[bind10-dev] cache effectiveness
JINMEI Tatuya / 神明達哉
jinmei at isc.org
Wed Feb 27 03:43:47 UTC 2013
For ticket #2777 I've updated the documentation in the branch with my
analysis of effectiveness of DNS cache (in terms of response
performance). It suggests that it would be reasonable to assume 50%
or more running time of the server will be used to answer queries
directly from the cache, and that by highly optimizing the cache it
wouldn't be too difficult to achieve 100Kqps or more including
the overhead on cache miss at the cache hit rate of 90%.
I guess that's a good subject of wider discussion (and it's quite
possible I'm wrong in some part of the analysis), so I'm copying the
text below. Any comments/suggestions/corrections are welcome.
---
JINMEI, Tatuya
In some simplified model, we can express the amount of running time
for answering queries directly from the cache in the total running
time including that used for recursive resolution due to cache miss as
follows:
A = r*Q2*/(r*Q2+ Q1*(1-r))
where
A: amount of time for answering queries from the cache per unit time
(such as sec, 0<=A<=1)
r: cache hit rate (0<=r<=1)
Q1: max qps of the server with 100% cache hit
Q2: max qps of the server with 0% cache hit
Q1 can be measured easily for given data set; measuring Q2 is tricky
in general (it requires many external queries with unreliable
results), but we can still have some not-so-unrealistic numbers
through controlled simulation.
As a data point for these values, see a previous experimental results
of mine:
https://lists.isc.org/pipermail/bind10-dev/2012-July/003628.html
Looking at the "ideal" server implementation (no protocol overhead)
with the set up 90% and 85% cache hit rate with 1 recursion on cache
miss, and with the possible maximum total throughput, we can deduce
Q1 and Q2, which are: 170591qps and 60138qps respectively.
This means, with 90% cache hit rate (r = 0.9), the server would spend
76% of its run time for receiving queries and answering responses
directly from the cache: 0.9*60138/(0.9*60138 + 0.1*170591) = 0.76.
I also ran more realistic experiments: using BIND 9.9.2 and unbound
1.4.19 in the "forward only" mode with crafted query data and the
forwarded server to emulate the situation of 100% and 0% cache hit
rates. I then measured the max response throughput using a
queryperf-like tool.
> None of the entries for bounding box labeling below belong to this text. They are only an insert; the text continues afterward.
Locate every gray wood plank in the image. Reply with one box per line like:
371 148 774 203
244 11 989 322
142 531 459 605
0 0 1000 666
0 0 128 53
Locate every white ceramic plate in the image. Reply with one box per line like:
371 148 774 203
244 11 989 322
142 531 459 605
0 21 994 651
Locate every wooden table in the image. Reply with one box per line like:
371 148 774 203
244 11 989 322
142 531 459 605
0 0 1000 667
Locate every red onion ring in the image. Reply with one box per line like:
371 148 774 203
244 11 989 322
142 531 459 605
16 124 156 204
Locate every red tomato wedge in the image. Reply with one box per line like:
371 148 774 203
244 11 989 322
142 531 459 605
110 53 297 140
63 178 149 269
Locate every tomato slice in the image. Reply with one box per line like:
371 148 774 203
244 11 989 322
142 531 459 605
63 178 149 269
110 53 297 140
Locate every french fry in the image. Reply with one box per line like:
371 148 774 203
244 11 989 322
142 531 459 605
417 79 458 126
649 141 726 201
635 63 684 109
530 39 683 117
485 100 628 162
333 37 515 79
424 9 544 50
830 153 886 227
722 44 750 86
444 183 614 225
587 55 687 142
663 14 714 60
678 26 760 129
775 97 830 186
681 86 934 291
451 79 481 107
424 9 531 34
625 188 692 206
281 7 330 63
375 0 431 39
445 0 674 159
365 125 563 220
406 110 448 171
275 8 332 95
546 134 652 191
In both cases Q2 is about 28% of Q1 (I'm not
showing specific numbers to avoid unnecessary discussion about
specific performance of existing servers; it's out of scope of this
memo). Using Q2 = 0.28*Q1, above equation with 90% cache hit rate
will be: A = 0.9 * 0.28 / (0.9*0.28 + 0.1) = 0.716. So the server will
spend about 72% of its running time to answer queries directly from
the cache.
Of course, these experimental results are too simplified. First, in
these experiments we assumed only one external query is needed on
cache miss. In general it can be more; however, it may not actually
too optimistic either: in my another research result:
http://bind10.isc.org/wiki/ResolverPerformanceResearch
In the more detailed analysis using real query sample and tracing what
an actual resolver would do, it looked we'd need about 1.44 to 1.63
external queries per cache miss in average.
Still, of course, the real world cases are not that simple: in reality
we'd need to deal with timeouts, slower remote servers, unexpected
intermediate results, etc. DNSSEC validating resolvers will clearly
need to do more work.
So, in the real world deployment Q2 should be much smaller than Q1.
Here are some specific cases of the relationship between Q1 and Q2 for
given A (assuming r = 0.9):
70%: Q2 = 0.26 * Q1
60%: Q2 = 0.17 * Q1
50%: Q2 = 0.11 * Q1
So, even if "recursive resolution is 10 times heavier" than the cache
only case, we can assume the server spends a half of its run time for
answering queries directly from the cache at the cache hit rate of
90%. I think this is a reasonably safe assumption.
Now, assuming the number of 50% or more, does this suggest we should
highly optimize the cache? Opinions may vary on this point, but I
personally think the answer is yes. I've written an experimental
cache only implementation that employs the idea of fully-rendered
cached data. On one test machine (2.20GHz AMD64, using a single
core), queryperf-like benchmark shows it can handle over 180Kqps,
while BIND 9.9.2 can just handle 41K qps. The experimental
implementation skips some necessary features for a production server,
and cache management itself is always inevitable bottleneck, so the
production version wouldn't be that fast, but it still suggests it may
not be very difficult to reach over 100Kqps in production environment
including recursive resolution overhead.